The Words They are Achanging (or at least their meanings)

Since all aspects of life and society are dynamic, it is no surprise that words also evolve in terms of their meaning.  This phenomenon occurs in all languages.  In fact, one of the most amusing aspects of the generation gap is the striking difference in language use and its resulting linguistic confusion.  Sometimes, parents, not to mention grandparents, really don’t understand their children.

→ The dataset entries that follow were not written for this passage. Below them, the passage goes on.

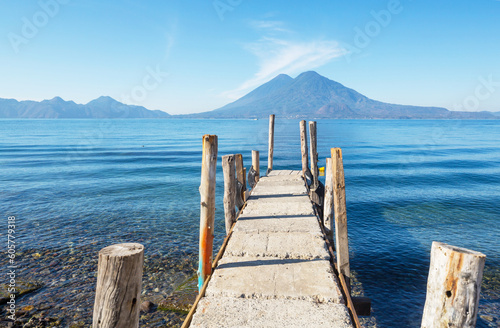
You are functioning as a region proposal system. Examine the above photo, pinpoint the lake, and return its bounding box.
[0,117,500,327]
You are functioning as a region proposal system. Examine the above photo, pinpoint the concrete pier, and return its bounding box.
[190,171,354,328]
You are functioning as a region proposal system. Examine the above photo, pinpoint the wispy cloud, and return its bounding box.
[222,21,346,99]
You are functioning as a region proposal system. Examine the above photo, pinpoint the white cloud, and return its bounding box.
[222,21,346,99]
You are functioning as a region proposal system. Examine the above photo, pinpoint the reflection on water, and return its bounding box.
[0,118,500,327]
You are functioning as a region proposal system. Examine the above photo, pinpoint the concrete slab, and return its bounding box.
[234,215,321,233]
[191,297,352,328]
[241,196,314,217]
[191,170,352,328]
[224,231,330,260]
[206,256,344,303]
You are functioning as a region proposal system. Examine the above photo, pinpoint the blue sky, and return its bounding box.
[0,0,500,114]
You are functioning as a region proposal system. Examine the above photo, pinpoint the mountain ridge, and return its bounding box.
[0,96,170,119]
[0,71,500,119]
[187,71,498,119]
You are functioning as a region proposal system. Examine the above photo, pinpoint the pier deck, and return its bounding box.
[190,170,353,328]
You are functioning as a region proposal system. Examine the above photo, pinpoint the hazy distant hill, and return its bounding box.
[0,97,170,118]
[190,71,497,119]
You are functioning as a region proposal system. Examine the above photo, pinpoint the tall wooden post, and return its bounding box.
[323,158,333,240]
[252,150,260,182]
[234,154,247,209]
[331,148,351,285]
[309,121,319,190]
[248,150,260,189]
[422,242,486,328]
[92,243,144,328]
[222,155,236,235]
[198,134,217,290]
[267,114,274,173]
[300,120,309,175]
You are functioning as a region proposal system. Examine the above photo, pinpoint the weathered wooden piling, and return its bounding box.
[309,121,319,190]
[252,150,260,183]
[198,134,218,290]
[300,120,309,175]
[267,114,274,173]
[323,158,333,240]
[331,148,351,285]
[234,154,247,209]
[92,243,144,328]
[422,242,486,328]
[222,155,236,235]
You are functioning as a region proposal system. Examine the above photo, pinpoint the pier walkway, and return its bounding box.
[190,170,354,328]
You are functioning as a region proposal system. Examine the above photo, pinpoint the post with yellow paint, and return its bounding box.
[198,134,217,291]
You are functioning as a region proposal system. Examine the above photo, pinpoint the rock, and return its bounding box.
[140,301,154,313]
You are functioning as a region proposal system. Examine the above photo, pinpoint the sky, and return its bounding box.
[0,0,500,114]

A very old example is that wonderful phrase from American history textbooks, the gay 90’s.  It refers to the 1890’s when people were more optimistic and happy, not intimately checking out the same sex more than now.  Readers of 19th century English literature may get the impression that the nobility was enjoying a tremendous amount of sex with all this making love.  In fact, all they were doing, at least in the books, was sending flowers, visiting, and other forms of courting.  Alas, it appears that noble men had to work very hard to gain the privilege of sharing a bed with noble women.
On a more recent note, while, in the 1940’s and 1950’s, the word cool described an autumn evening, in the 1960’s and 1970’s, it referred to wonderful and modern attractions, such as smoking pot, which technically involves heating if you think about it.  Likewise, whereas previous generations thought God was awesome, inspiring reverence, the 1980’s applied the term to more worldly phenomena of a positive nature, such as a really good movie or long touchdown pass.

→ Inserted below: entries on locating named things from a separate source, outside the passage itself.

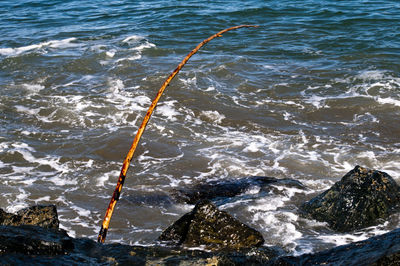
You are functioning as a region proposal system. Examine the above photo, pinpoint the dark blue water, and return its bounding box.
[0,0,400,254]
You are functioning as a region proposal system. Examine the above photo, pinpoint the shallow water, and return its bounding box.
[0,0,400,254]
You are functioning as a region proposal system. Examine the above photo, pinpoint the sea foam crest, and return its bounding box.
[0,38,76,56]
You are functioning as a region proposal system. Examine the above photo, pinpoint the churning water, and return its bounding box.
[0,0,400,254]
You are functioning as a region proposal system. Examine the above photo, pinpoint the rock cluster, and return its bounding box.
[0,166,400,265]
[159,200,264,249]
[302,166,400,232]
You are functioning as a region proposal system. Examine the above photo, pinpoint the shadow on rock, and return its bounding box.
[302,166,400,232]
[0,205,60,229]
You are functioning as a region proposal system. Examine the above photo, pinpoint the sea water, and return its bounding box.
[0,0,400,254]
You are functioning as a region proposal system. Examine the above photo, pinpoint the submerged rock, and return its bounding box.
[172,176,305,204]
[268,228,400,266]
[0,225,73,255]
[0,202,400,265]
[0,205,60,229]
[159,200,264,249]
[302,166,400,232]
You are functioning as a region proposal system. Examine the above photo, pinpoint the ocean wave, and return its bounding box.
[0,38,77,56]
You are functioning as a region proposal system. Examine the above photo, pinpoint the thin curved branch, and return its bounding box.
[97,25,258,243]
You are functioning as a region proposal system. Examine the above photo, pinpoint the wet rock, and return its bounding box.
[268,229,400,266]
[0,205,60,229]
[159,200,264,249]
[172,176,305,204]
[302,166,400,232]
[0,225,73,255]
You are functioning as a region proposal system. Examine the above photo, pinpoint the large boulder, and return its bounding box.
[171,176,305,204]
[159,200,264,250]
[0,205,60,229]
[302,166,400,232]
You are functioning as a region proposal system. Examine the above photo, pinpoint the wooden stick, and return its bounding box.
[97,25,258,243]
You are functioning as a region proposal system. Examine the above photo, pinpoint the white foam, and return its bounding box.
[157,101,179,121]
[122,35,144,43]
[129,41,156,52]
[200,111,225,124]
[0,38,76,56]
[375,97,400,106]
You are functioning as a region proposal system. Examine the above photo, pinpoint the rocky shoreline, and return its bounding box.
[0,166,400,265]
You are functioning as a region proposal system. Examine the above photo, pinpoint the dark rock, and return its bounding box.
[159,200,264,249]
[302,166,400,232]
[0,205,60,229]
[0,223,279,265]
[268,229,400,266]
[0,225,73,255]
[172,176,305,204]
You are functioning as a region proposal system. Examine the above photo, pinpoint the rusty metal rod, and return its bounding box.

Technology is strongly affecting connotations of words.  Today’s generation almost automatically thinks of computers when hearing the words mouse and drive.  My grandparents had an entirely different image in their mind of these words.

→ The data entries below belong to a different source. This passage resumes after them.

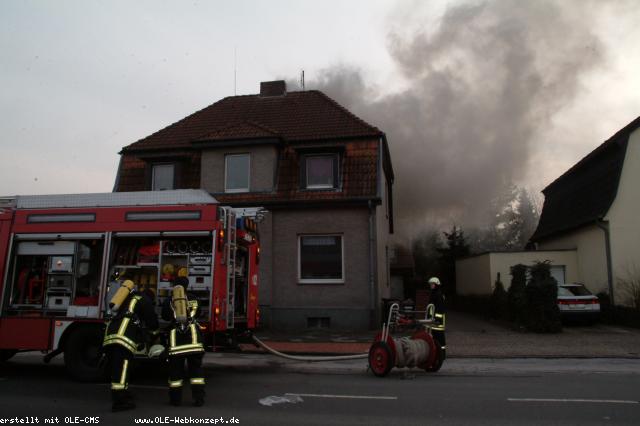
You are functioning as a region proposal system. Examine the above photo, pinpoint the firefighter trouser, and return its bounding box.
[431,313,447,356]
[107,345,133,404]
[169,353,205,403]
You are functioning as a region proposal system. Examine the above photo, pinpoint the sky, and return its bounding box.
[0,0,640,233]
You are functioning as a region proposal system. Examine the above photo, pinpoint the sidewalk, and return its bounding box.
[241,312,640,359]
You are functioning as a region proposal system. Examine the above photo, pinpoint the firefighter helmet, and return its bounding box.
[171,285,189,324]
[109,280,136,311]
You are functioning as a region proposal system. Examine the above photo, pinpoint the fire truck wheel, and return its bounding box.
[425,342,444,373]
[0,349,18,362]
[369,341,393,377]
[64,326,106,382]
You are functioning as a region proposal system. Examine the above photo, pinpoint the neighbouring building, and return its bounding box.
[115,81,394,329]
[531,117,640,304]
[456,250,582,296]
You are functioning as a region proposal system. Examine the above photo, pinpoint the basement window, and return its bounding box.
[151,164,175,191]
[298,235,344,284]
[224,154,250,192]
[307,317,331,329]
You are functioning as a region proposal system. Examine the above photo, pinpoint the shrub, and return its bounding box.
[490,274,509,319]
[526,262,562,333]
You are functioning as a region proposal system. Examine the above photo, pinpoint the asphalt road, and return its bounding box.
[0,355,640,425]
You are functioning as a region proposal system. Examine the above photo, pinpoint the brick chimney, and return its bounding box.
[260,80,287,97]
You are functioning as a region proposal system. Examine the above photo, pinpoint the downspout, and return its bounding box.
[596,220,615,306]
[112,152,122,192]
[367,200,377,328]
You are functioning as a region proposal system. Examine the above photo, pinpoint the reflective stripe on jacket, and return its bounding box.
[169,322,204,356]
[102,295,142,352]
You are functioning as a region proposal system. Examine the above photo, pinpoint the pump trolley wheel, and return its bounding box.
[0,349,18,362]
[369,341,393,377]
[425,342,444,373]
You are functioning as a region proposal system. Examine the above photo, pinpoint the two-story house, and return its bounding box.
[115,81,394,329]
[531,113,640,304]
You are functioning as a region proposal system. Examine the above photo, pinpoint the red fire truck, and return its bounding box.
[0,190,260,380]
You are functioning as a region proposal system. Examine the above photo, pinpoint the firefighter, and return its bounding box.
[102,280,158,411]
[162,277,205,407]
[429,277,447,360]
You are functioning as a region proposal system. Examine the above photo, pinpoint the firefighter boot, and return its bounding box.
[191,385,204,407]
[169,386,182,407]
[111,390,136,412]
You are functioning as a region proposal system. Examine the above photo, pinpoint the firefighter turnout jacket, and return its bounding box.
[102,293,158,353]
[162,296,204,357]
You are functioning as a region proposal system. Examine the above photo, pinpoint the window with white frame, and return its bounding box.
[151,164,175,191]
[298,235,344,284]
[303,154,338,189]
[224,154,250,192]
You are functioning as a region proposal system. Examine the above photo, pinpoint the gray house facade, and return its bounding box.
[115,81,394,330]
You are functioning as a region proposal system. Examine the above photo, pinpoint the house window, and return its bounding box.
[151,164,175,191]
[303,154,338,189]
[224,154,249,192]
[298,235,344,284]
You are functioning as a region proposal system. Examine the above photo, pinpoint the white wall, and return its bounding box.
[605,130,640,304]
[538,225,609,293]
[456,250,584,296]
[491,250,582,290]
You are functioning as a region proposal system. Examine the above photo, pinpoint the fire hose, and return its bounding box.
[253,336,369,362]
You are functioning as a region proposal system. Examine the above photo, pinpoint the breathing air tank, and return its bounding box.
[171,285,189,324]
[109,280,135,312]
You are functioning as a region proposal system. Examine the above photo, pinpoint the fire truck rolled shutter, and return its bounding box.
[0,318,51,350]
[15,233,104,241]
[162,231,211,237]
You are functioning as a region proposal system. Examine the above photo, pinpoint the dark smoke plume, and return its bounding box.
[307,0,604,238]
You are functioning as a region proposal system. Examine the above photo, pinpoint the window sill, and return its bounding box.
[300,186,342,192]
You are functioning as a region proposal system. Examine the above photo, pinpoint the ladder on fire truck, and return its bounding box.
[223,208,238,329]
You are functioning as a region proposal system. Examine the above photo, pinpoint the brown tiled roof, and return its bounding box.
[194,120,278,142]
[531,117,640,241]
[215,139,378,204]
[123,90,382,152]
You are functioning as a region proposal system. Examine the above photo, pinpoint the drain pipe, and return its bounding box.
[596,220,615,306]
[367,200,377,326]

So, grasping words over your lifetime is like grasping a slippery object:  every time you think you got it, it seems to get away from you.

Sunday, March 11, 2012

Ethnic Humor

A major part of any culture is its victims in terms of jokes.  Logically, the more multi-ethnic a culture, the more multi-ethnic is its humor.  In any case, a given trait is attributed to a given group, forming the base of countless jokes.  Depending on the political and cultural background, people tell these jokes more or less openly. 
The major target of French humor is the Belgium people.  They are reputed to be simple-minded people.  An example of this stereotyping is the following joke:  God gave the Belgian people a choice between having oil (as in crude oil) and French fries.  The Belgians chose the French fries.
The United States, as an immigrant country, makes funny of everybody.  A nice example of the free-wheeling world of ethnic abuse is the following joke:   There were Tarzan, Jane, and the chimp Cheetah.  If Tarzan and Jane were Jewish, Cheetah would be a new fur coat; if they were Italian, it would be the other woman; if they were Polish, it would be the bright child.  On a similar note, the reason the Irish was on the roof of the bar because he was told that the drinks were on the house.  No group is safe from stereo types and humor, especially from comedians of the same ethnic group.  In terms of public comments, political correctness does apply.  However, in terms of entertainment, ethnic humor is par for the social course.
Israel is no different.  Every ethnic group has its label: Persians are cheap; Moroccans are primitive; Germans are overly formal, to name just a few.  Most Israeli humor is based on these stereotypes.  Like in the United States, making fun of a group of people seems to function as a release of social tension, a lesser of two evils as compared to open violence between ethnic groups.
I assume that all societies have some ethnic group to mock.  In the grand scheme of things, it is better to laugh than kill.